Cadets Cortes, Chan, and Laniado are among students from 25 countries worldwide attending USAFA’s International program. The academy offers four to five-year military college programs and students graduate with a bachelor of science degree. After completing their studies, international cadets return to their home country to serve in their respective military force. USAFA began its international program in 1962, and has so far graduated 387 international students, specializing in 28 different academic majors.
“We build relationships with partner nations, whether it’s with Latin American nations or nations elsewhere in the world. Our cadets are going to serve in a global air force that exists to serve not just our nation, but the interests of our allies,” said U.S. Air Force Brigadier General Andrew Armacost, dean of the Faculty, USAFA. “Through exchange programs with Latin American partners, these relationships will serve [our students] when they are in active duty.”
In addition to the four-year academic program, USAFA offers one semester-long exchange programs with Chile, Colombia, and Brazil.
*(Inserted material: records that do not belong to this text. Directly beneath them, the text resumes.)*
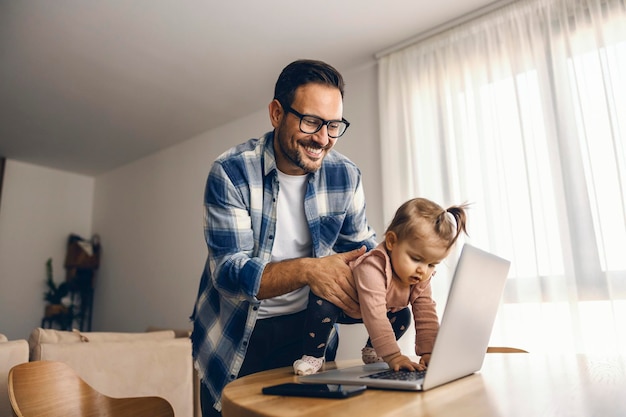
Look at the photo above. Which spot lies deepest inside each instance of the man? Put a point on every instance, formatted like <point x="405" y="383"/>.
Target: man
<point x="283" y="214"/>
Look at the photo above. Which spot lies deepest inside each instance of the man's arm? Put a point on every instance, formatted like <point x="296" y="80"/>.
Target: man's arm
<point x="329" y="277"/>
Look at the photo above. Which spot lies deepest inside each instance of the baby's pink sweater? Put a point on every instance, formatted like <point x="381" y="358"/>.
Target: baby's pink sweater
<point x="379" y="292"/>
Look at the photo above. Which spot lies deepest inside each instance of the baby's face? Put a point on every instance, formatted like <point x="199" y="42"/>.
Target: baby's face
<point x="414" y="260"/>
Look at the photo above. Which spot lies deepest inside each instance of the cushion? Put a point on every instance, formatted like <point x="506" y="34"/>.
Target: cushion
<point x="41" y="336"/>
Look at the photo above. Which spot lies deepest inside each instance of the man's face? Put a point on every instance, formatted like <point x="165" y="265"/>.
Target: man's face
<point x="300" y="153"/>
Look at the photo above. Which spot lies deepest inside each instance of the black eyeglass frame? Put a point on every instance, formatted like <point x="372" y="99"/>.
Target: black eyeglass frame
<point x="301" y="116"/>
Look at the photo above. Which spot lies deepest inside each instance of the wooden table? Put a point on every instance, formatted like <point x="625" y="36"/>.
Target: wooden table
<point x="508" y="385"/>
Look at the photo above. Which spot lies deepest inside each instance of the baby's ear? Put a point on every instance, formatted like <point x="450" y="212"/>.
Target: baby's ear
<point x="390" y="240"/>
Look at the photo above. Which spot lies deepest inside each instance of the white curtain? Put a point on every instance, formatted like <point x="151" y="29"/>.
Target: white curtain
<point x="522" y="113"/>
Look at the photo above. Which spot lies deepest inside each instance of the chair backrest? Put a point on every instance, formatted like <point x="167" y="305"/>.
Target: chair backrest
<point x="53" y="389"/>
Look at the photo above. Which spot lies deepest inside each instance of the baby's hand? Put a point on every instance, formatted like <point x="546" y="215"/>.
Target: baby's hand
<point x="398" y="361"/>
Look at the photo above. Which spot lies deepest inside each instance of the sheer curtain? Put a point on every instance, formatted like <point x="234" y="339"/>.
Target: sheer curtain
<point x="522" y="113"/>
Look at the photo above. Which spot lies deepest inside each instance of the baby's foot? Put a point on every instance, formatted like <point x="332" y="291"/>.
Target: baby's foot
<point x="307" y="365"/>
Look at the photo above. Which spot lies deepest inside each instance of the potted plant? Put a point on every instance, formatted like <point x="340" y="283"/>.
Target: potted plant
<point x="55" y="294"/>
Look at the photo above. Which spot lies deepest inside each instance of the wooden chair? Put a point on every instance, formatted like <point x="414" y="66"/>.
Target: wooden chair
<point x="54" y="389"/>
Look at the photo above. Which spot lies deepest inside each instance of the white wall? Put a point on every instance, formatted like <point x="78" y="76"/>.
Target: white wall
<point x="40" y="208"/>
<point x="149" y="218"/>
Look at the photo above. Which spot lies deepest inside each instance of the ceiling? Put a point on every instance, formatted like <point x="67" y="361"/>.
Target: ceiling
<point x="88" y="86"/>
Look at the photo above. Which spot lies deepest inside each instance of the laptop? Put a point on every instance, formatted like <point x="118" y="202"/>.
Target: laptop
<point x="463" y="337"/>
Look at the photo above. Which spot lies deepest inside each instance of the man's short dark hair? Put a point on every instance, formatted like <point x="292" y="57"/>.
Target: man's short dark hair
<point x="305" y="71"/>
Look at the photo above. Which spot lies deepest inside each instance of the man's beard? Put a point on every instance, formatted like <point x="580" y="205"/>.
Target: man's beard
<point x="295" y="156"/>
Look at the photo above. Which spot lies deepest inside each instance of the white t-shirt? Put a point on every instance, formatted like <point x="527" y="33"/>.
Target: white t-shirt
<point x="291" y="240"/>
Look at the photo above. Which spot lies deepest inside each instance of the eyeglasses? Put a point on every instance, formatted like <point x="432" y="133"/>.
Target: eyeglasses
<point x="312" y="124"/>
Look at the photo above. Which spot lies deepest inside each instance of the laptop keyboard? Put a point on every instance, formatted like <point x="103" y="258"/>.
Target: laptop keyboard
<point x="401" y="375"/>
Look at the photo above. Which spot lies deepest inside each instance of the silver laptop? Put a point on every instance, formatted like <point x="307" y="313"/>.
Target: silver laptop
<point x="463" y="335"/>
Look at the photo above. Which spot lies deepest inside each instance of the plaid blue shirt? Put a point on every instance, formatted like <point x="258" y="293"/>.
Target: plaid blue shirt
<point x="239" y="225"/>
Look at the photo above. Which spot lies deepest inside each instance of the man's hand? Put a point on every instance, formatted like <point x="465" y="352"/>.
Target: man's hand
<point x="332" y="280"/>
<point x="329" y="277"/>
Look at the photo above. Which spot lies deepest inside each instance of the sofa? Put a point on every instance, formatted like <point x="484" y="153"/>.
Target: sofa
<point x="12" y="352"/>
<point x="153" y="363"/>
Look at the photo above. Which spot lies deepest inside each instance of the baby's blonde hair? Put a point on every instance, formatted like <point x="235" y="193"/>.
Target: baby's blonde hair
<point x="411" y="215"/>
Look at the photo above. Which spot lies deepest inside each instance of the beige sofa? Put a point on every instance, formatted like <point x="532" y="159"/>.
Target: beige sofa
<point x="12" y="352"/>
<point x="125" y="364"/>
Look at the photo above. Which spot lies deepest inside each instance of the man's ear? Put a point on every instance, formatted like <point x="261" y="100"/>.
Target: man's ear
<point x="276" y="113"/>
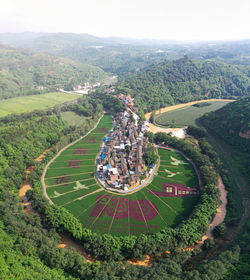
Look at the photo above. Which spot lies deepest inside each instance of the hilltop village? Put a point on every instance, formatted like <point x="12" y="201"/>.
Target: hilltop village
<point x="120" y="161"/>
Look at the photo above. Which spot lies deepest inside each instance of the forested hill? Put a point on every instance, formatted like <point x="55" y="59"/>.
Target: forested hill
<point x="25" y="72"/>
<point x="184" y="80"/>
<point x="232" y="124"/>
<point x="231" y="121"/>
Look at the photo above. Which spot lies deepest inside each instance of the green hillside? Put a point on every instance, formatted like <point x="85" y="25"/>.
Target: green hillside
<point x="232" y="124"/>
<point x="185" y="80"/>
<point x="23" y="72"/>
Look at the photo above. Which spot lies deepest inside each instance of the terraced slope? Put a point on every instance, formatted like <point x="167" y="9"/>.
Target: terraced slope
<point x="165" y="202"/>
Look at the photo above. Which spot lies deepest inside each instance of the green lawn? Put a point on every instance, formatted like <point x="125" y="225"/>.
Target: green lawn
<point x="71" y="118"/>
<point x="25" y="104"/>
<point x="187" y="115"/>
<point x="145" y="211"/>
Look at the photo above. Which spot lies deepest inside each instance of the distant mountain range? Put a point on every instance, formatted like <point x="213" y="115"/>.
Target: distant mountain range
<point x="184" y="80"/>
<point x="25" y="72"/>
<point x="123" y="55"/>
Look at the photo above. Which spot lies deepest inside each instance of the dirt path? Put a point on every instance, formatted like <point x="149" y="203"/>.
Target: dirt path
<point x="66" y="241"/>
<point x="178" y="106"/>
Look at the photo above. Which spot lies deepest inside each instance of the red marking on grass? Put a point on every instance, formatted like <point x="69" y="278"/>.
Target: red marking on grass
<point x="176" y="190"/>
<point x="80" y="151"/>
<point x="74" y="163"/>
<point x="102" y="129"/>
<point x="62" y="179"/>
<point x="90" y="140"/>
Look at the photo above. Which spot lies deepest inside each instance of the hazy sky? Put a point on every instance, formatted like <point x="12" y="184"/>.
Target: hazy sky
<point x="160" y="19"/>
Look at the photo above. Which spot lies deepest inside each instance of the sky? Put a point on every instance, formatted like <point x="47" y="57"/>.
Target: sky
<point x="195" y="20"/>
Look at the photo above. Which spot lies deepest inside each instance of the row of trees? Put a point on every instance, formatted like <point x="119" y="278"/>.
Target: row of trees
<point x="34" y="241"/>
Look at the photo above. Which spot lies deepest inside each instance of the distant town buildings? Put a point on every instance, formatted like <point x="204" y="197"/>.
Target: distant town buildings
<point x="120" y="163"/>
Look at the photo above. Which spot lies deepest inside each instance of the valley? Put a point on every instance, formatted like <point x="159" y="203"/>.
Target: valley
<point x="123" y="159"/>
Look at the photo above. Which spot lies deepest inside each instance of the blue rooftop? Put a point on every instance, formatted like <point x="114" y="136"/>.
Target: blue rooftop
<point x="103" y="157"/>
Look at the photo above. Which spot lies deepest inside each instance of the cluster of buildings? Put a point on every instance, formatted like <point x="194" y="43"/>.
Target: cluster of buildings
<point x="120" y="161"/>
<point x="83" y="89"/>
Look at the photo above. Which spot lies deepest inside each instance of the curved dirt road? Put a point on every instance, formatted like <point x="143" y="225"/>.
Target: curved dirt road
<point x="57" y="155"/>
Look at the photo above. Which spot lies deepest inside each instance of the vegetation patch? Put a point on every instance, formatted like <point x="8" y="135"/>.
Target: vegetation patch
<point x="187" y="115"/>
<point x="30" y="103"/>
<point x="70" y="183"/>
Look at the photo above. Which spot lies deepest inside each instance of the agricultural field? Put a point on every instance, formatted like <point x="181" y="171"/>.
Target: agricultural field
<point x="25" y="104"/>
<point x="71" y="118"/>
<point x="187" y="115"/>
<point x="166" y="201"/>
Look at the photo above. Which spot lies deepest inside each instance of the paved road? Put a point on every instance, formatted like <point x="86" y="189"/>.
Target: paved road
<point x="57" y="155"/>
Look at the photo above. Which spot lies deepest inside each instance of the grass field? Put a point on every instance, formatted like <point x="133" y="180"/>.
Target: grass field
<point x="187" y="115"/>
<point x="25" y="104"/>
<point x="73" y="119"/>
<point x="70" y="183"/>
The institution also hosts an international week, where cadets from Latin America come to the academy for an academic exchange, which is also open to international instructors.
For U.S. Air Force Lieutenant Colonel Sabrina Peters, deputy of International Programs at USAFA, the importance of the academic program for the air forces of the region is priceless. “It’s a wonderful opportunity for information exchange and to learn about each other’s services,” she said. “It’s benchmarking, learning from each other, about each other how we do business, and then perhaps to capitalize on those experiences down the road.”